Читаем Статьи (СИ) полностью

Экзистенциальный характер отеческого богословия, его убежденность в том, что Истина всегда есть жизнь, отсутствие в нем всякого подразделения на «теоретическое» и «практическое» — все это не худо бы вспомнить в наши дни, когда многие христиане поклоняются «практике» как некоей самоценности, не имеющей никакого отношения к «теории», — т. е. к всестороннему видению Бога, человека и мира. Когда православные богословы нашего времени настаивают на «возврате к Отцам» (и этот призыв по большей части звучит как глас, вопиющий в пустыне они зовут именно к такому видению, а не к повторению формул, произвольно выхваченных из святоотеческого контекста. Вслед за отцами они утверждают, что «все это» в конечном итоге зависит от Истины, т. е. от знания, осмысленного как жизнь и преображение. Современному человеку — даже христианину — бесконечные византийские споры об «ипостазированном» могут казаться классическим примером «неактуальности». Но именно в этих спорах, в стремлении «усвоить» великую богочеловеческую тайну православный Восток усваивал корни и предпосылки подлинно христианского «гуманизма» и миросозерцания. Видеть в этом лишь бесполезный с точки зрения наших сегодняшних проблем и нужд груз — значит, не замечать бед современного христианства.

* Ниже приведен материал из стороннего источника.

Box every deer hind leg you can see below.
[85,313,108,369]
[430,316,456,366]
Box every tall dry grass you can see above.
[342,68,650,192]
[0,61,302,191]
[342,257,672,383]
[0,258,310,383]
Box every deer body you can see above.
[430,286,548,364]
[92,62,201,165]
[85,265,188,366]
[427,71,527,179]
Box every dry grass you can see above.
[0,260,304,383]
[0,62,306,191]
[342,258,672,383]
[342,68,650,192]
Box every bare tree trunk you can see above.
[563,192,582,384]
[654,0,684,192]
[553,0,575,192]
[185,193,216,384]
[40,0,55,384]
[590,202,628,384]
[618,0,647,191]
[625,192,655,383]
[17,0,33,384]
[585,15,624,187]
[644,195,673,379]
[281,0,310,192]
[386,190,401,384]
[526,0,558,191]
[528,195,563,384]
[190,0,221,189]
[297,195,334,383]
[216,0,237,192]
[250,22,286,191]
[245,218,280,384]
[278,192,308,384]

Следующий аспект, тесно связанный с первым, но вместе с тем имеющий самостоятельное значение, предполагает запечатление, воплощение все той же Истины как Красоты — иначе говоря, литургическое выражение византийской цивилизации. Но «литургия» здесь означает больше, чем богослужение или культ, как таковые. Она поистине путь жизни, где «сакральное» и «мирское» неразлучны и вся жизнь мыслится как продолжение, «развитие» того, что было явлено и сообщено в литургии. Ибо подлинная цель богослужения в том, чтобы являть Царство Божие, приобщать человека небесной Красоте, Истине и Благу, дабы его жизнь, сколь возможно, протекала в свете этого уникального опыта. Всякий, кто посетит константинопольскую Софию даже в нынешнем, «кенотическом» ее облике, может прикоснуться к тому опыту и видению, из которых она возникла и которые призвана была сообщать. Это и в самом деле то Небо на земле, то Присутствие, что превосходит всякий человеческий опыт и все человеческие категории, относит их к себе, раскрывает мир как Космос, где небо и земля воистину исполнены божественной славы. Пасхальный, доксологический, «преображающий» и вместе с тем глубоко покаянный характер византийской литургии, которая как бы втягивает в себя храмовую архитектуру и песнопения, время, пространство и движение, и имеет целью включить в свой ритм и сферу всего человека, а через него и весь мир — все это делает ее больше, чем «культом». Это — опыт мира «грядущего», явленного в «мире сем». Он объемлет все творение целиком — вещество, звук, цвет — и преображает его в таинственном восхождении и вознесении во славе присутствия Божия.

Покидая храм, православные христиане поют: «Видехом свет истинный, прияхом Духа Небеснаго», — и, по замыслу, именно в этом свете, в этом приобщении Духу нам надлежит воздействовать и на самую жизнь, преображая ее, по слову русского религиозного мыслителя, в «литургию за стенами храма». Именно потому, что в тайне литургии нам впервые дано было увидеть новое творение и приобщиться ему, мы и можем стать служителями этой тайны в «мире сем». Взирая с точки зрения восточного «опыта» на современный литургический хаос, хочется сказать, что не литургию нужно «приспосабливать» к миру, но, напротив, сам мир должен быть заново открыт в этом уникальном литургическом опыте — в его свете, истине, красоте и силе, и открыт как место, «приспособленное» для христианского действия.

И наконец, третий аспект византийско–христианской культуры следует назвать «аскетическим». Человеческий грех и отчуждение от Бога как коренной недуг «мира сего», узкий путь спасения — вот основные компоненты религиозного опыта, всесторонне определявшие жизнь византийского общества. Это было, как я уже сказал, «монашеское» общество — в том смысле, что монашеский идеал воспринимался им как самоочевидная норма и критерий христианской жизни. Отмеченный нами доксологический характер богопочитания не только не исключает, но, наоборот, подразумевает как предварительное условие глубоко покаянный его акцент: «Чертог Твой вижду, Спасе мой, украшенный, и одежды не имам, да вниду в онь». Но было бы ошибкой, как мы уже говорили, видеть в аскетическом и покаянном настроении проявление страха и пессимизма.